The clash at Turn 4, which resulted in both Hamilton and Rosberg being eliminated on the spot and paved the way for Max Verstappen to take a sensational maiden win, was deemed to be a racing incident by the stewards.
However, former Williams and McLaren F1 star Montoya thinks that Hamilton should have foreseen Rosberg’s move across the track to defend his position.
“Hamilton was really optimistic to be honest,” Montoya told Motorsport.com when asked for his opinion on the incident. “Was he expecting he was gonna get some room?
“After you pull a pass like that the start, there is no way – even if he was in the wrong position – that Rosberg was going to give him an inch.
“You have to see it coming. Being a teammate they should perhaps have been a little fairer [in battle], but from a pure racing perspective… really?”
Haas dip in form “weird”
Asked for his thoughts on the Haas F1 team’s start to the season, Montoya said he was puzzled by the American outfit’s subdued form since Romain Grosjean’s points-scoring finishes in Australia and Bahrain.

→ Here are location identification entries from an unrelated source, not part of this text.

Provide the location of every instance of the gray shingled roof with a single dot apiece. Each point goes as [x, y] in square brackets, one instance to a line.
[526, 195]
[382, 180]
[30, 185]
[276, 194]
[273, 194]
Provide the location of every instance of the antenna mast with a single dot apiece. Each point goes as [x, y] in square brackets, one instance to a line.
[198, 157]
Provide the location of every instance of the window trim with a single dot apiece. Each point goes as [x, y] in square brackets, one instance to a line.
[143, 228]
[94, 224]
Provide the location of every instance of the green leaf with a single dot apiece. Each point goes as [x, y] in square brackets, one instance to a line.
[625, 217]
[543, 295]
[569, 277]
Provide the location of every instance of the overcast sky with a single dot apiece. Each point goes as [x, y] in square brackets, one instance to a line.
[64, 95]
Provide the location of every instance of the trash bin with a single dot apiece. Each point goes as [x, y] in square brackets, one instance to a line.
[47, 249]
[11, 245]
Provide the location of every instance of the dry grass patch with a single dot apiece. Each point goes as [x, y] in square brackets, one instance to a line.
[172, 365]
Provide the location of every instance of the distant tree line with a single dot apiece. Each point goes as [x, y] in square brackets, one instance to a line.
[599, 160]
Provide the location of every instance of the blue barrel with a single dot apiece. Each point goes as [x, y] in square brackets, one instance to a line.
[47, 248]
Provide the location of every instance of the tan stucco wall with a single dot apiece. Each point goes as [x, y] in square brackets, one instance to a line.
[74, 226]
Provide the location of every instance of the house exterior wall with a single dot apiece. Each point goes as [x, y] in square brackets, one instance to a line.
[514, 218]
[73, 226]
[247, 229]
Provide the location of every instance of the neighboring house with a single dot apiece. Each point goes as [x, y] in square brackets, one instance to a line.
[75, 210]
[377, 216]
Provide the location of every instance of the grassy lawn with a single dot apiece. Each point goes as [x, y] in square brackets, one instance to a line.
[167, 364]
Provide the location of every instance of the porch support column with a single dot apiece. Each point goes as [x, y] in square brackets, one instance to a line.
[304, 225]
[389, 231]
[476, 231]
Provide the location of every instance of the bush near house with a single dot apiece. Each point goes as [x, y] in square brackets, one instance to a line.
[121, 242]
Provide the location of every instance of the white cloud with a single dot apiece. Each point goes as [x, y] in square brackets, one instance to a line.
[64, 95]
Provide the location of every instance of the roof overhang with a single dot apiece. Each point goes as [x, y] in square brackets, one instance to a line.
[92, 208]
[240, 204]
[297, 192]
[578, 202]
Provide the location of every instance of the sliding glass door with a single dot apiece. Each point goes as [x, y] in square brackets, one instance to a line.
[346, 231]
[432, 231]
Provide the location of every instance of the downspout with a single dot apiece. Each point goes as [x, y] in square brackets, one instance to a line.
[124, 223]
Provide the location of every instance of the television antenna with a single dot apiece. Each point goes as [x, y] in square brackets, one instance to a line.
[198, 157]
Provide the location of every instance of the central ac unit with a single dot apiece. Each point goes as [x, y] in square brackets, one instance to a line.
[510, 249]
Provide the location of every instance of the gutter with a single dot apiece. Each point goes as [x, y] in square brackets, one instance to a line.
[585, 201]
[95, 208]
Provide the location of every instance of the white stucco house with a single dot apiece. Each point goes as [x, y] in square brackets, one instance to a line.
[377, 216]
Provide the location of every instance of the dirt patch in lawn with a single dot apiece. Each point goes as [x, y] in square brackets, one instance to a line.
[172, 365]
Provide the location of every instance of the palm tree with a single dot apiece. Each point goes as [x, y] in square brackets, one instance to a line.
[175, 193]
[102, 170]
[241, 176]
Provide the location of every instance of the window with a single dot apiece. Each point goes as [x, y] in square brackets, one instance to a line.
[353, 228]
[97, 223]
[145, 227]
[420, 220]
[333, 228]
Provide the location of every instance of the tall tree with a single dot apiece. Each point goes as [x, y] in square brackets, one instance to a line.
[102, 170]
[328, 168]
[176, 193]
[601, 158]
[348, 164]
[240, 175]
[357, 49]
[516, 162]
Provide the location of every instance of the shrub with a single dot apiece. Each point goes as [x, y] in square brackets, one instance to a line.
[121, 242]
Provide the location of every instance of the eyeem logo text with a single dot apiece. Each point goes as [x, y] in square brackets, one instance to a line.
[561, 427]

“They’ve surprised me how fast they were [in the first two races],” said the Penske IndyCar driver. “Then they surprised me like, ‘what happened? Where did they go?’
“They had it, they made everybody look like a fool, and then a lot of the speed went away.

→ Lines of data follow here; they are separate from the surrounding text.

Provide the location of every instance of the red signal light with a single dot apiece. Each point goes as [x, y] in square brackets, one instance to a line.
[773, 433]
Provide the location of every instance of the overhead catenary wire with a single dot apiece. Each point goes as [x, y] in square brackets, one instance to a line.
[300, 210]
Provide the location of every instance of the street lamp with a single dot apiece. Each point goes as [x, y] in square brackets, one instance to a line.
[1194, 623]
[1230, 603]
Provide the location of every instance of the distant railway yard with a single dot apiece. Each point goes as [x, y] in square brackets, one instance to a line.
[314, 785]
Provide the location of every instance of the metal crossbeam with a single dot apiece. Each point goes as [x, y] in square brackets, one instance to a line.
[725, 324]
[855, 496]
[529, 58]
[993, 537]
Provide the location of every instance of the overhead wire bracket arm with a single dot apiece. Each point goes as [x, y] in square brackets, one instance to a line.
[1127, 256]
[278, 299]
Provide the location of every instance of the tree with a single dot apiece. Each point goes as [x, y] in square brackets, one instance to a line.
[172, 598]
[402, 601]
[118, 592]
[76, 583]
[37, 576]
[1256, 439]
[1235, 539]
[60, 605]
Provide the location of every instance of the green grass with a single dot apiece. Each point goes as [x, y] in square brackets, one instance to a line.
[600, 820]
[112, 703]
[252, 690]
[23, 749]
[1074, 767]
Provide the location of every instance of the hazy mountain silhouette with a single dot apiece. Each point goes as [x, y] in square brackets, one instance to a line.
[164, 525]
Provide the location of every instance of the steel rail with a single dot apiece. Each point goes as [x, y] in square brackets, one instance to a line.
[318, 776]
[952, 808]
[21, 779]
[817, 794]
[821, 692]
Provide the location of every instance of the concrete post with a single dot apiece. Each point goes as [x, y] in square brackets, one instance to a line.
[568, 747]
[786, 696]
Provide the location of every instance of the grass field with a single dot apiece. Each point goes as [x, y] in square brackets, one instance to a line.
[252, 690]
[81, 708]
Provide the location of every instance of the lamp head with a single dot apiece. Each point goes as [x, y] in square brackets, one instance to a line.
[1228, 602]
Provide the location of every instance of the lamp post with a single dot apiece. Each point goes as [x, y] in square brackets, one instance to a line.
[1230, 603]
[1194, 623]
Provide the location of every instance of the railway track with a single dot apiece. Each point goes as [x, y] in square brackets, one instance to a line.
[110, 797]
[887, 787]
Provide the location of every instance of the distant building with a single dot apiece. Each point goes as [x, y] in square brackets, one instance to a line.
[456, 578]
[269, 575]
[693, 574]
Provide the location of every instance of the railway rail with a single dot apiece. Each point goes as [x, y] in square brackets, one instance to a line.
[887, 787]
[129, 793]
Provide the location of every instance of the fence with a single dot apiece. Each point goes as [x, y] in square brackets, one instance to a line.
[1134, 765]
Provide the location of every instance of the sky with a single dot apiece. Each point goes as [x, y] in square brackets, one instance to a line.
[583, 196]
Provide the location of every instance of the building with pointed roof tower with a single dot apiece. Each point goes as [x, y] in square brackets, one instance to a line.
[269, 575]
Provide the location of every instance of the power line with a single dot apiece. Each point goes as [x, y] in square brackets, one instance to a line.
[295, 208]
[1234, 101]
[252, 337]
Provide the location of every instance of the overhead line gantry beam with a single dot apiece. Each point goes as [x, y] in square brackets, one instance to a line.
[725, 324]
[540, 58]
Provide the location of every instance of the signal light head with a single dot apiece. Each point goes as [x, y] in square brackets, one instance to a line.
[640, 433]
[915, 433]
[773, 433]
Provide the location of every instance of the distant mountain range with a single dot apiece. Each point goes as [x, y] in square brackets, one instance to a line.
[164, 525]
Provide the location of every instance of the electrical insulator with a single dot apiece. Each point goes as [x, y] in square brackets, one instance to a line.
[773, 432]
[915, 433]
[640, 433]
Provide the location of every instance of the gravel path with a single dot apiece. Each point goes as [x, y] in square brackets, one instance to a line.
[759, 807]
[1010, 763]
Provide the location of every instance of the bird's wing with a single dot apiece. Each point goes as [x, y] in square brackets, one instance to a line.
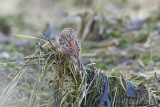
[74, 47]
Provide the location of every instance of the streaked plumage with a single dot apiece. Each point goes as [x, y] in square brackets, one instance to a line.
[70, 44]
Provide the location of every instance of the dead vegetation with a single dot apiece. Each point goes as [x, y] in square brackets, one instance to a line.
[56, 82]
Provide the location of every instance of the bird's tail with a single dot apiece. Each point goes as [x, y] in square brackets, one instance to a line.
[80, 65]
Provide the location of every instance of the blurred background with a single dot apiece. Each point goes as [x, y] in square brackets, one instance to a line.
[116, 35]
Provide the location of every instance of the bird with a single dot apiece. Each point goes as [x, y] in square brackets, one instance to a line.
[70, 45]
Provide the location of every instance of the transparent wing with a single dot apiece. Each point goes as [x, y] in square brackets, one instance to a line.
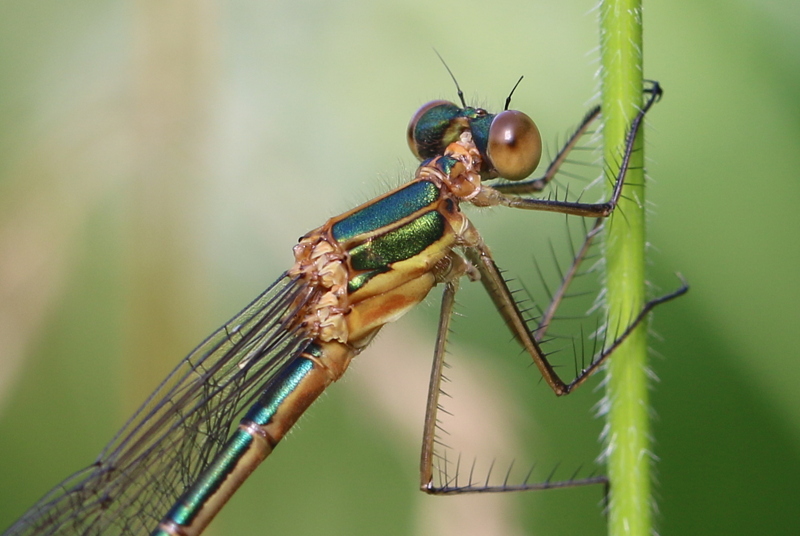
[179, 429]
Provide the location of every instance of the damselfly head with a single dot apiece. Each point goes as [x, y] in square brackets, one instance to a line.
[509, 142]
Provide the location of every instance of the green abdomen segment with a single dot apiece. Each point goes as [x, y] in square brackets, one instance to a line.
[287, 395]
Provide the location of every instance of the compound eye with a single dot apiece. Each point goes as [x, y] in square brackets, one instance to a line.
[428, 127]
[515, 145]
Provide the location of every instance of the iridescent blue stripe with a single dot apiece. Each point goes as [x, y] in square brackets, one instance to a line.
[400, 204]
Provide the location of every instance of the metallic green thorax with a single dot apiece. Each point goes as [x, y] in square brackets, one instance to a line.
[395, 228]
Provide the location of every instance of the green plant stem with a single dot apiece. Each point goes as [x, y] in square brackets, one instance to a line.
[628, 430]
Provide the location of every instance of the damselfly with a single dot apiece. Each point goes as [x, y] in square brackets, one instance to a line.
[225, 407]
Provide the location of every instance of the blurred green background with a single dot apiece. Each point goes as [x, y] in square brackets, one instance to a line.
[159, 159]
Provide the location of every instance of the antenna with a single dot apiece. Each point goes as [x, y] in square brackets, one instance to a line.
[460, 93]
[508, 99]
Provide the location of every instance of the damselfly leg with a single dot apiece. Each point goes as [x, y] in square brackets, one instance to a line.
[479, 259]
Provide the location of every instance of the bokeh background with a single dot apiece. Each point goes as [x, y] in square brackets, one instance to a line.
[159, 159]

“I don’t know, it’s weird – in the first two races, they were unbelievable.”
Top-five in NASCAR possible for Grosjean
Grosjean has expressed a desire to try his hand at NASCAR – potentially at Sonoma during the F1 summer break – and former Cup driver Montoya says a top-five finish would be an attainable result for the Frenchman.

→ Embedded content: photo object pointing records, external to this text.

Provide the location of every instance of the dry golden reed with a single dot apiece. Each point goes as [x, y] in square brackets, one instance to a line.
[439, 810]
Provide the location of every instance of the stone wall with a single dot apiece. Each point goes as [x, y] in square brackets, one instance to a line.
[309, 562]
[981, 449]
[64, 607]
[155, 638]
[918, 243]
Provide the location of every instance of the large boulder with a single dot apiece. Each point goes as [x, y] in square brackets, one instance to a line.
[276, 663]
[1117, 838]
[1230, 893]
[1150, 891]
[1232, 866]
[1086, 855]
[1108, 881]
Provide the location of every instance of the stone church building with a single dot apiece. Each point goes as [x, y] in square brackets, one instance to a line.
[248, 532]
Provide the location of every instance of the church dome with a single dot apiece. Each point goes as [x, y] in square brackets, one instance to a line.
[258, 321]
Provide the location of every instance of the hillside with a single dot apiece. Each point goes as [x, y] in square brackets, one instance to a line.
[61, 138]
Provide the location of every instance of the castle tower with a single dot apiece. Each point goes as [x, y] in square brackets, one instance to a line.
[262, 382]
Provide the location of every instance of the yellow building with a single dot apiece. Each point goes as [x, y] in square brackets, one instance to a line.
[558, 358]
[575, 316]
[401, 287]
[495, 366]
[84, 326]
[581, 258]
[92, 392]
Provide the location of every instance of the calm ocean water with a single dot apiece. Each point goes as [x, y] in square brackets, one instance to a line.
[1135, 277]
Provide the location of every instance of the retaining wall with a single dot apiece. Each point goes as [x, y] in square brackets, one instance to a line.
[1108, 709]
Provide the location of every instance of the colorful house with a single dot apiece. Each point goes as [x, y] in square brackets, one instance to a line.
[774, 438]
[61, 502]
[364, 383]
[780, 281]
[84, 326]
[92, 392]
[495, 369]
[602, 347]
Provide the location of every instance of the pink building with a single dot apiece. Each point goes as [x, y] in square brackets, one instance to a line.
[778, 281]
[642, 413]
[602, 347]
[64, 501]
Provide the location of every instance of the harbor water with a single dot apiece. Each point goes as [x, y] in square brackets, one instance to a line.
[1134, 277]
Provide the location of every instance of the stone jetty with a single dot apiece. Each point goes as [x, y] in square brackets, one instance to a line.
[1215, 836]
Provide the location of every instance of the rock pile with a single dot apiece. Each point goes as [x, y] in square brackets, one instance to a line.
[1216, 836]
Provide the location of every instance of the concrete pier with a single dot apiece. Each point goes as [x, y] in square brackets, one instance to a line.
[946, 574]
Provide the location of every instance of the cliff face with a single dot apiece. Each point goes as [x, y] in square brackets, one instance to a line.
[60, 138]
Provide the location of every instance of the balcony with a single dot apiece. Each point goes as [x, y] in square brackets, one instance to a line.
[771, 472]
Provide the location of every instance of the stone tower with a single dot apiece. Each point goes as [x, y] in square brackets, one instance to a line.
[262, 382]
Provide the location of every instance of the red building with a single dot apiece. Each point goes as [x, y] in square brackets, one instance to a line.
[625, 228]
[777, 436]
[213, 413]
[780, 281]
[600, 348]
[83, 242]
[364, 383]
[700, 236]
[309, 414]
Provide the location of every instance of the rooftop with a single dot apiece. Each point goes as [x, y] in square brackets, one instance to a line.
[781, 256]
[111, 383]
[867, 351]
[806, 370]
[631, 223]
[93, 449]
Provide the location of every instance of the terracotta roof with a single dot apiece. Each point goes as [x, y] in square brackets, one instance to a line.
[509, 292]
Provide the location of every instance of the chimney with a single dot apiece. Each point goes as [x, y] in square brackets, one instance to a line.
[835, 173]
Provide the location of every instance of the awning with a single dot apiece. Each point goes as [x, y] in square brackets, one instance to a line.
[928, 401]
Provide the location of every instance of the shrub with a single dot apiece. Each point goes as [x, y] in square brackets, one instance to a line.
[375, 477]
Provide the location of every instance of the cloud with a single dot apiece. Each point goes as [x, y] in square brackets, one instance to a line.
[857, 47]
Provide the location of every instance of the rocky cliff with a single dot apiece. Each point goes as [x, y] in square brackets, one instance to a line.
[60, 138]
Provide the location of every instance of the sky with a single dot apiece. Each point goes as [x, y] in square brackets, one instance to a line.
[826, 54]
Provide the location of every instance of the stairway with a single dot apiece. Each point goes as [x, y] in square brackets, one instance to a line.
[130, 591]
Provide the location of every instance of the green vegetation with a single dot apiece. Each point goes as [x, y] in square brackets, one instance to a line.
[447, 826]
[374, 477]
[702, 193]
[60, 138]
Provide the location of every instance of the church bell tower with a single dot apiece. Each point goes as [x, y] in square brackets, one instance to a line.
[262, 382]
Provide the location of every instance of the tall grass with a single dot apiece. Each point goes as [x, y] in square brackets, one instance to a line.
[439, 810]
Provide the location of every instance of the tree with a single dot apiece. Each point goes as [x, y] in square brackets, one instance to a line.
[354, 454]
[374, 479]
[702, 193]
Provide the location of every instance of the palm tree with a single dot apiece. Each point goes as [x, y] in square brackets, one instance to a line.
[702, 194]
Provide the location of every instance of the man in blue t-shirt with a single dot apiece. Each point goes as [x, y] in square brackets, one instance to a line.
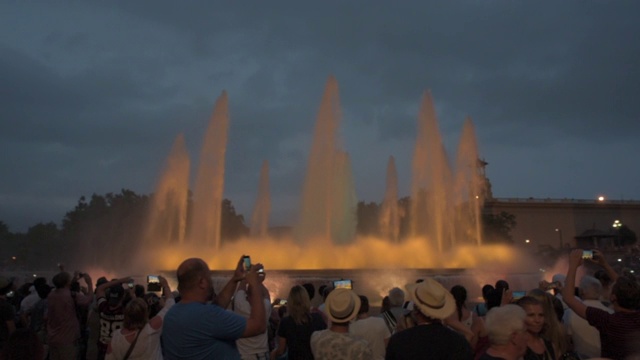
[194, 329]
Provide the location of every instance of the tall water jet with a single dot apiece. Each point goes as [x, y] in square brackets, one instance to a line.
[389, 215]
[167, 220]
[319, 203]
[431, 214]
[262, 208]
[345, 202]
[469, 185]
[209, 185]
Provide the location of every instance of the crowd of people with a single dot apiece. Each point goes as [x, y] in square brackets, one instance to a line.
[600, 318]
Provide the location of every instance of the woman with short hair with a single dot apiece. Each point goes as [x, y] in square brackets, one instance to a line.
[140, 336]
[294, 332]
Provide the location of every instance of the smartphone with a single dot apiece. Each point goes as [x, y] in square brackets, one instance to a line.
[346, 284]
[247, 262]
[153, 283]
[587, 254]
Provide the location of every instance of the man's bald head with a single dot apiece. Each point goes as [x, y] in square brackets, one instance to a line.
[190, 272]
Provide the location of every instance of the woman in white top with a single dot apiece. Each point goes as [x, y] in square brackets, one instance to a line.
[464, 321]
[136, 320]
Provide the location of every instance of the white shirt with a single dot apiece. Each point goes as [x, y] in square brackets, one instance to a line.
[148, 345]
[29, 301]
[586, 338]
[375, 331]
[258, 344]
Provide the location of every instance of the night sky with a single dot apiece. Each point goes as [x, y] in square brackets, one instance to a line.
[93, 94]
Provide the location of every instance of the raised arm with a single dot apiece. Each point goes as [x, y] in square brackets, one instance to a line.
[100, 291]
[568, 292]
[598, 258]
[257, 321]
[224, 297]
[166, 289]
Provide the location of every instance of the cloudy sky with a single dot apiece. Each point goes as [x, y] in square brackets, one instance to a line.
[93, 94]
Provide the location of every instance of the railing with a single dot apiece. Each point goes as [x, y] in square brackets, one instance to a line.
[566, 200]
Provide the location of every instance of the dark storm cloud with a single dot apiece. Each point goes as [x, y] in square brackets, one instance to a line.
[93, 95]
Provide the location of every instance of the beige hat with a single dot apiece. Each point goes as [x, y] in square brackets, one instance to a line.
[432, 299]
[342, 305]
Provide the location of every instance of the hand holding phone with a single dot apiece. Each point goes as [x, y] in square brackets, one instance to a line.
[246, 261]
[153, 283]
[587, 254]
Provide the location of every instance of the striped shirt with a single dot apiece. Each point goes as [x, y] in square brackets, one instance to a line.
[619, 332]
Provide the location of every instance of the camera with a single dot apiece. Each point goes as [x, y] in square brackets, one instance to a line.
[153, 283]
[246, 262]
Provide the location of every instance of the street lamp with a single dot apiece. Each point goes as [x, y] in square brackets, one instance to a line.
[559, 231]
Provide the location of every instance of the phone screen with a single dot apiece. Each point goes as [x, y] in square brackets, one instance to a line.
[347, 284]
[153, 283]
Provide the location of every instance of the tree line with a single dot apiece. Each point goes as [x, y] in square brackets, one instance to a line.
[119, 219]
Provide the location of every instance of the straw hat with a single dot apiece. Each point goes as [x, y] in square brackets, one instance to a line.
[432, 299]
[342, 305]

“Take your time with the car, because they are so slow on a road course,” said Montoya when asked what advice he would have for Grosjean on his NASCAR debut.
“People think that doing a road course with a Cup car would make you feel really good – but 80 percent of the corners are in first gear, and you’re going so slow.
“Sonoma is all about how well you put the power down. If you can get the car turned and put the power down, you’ll get a top five.”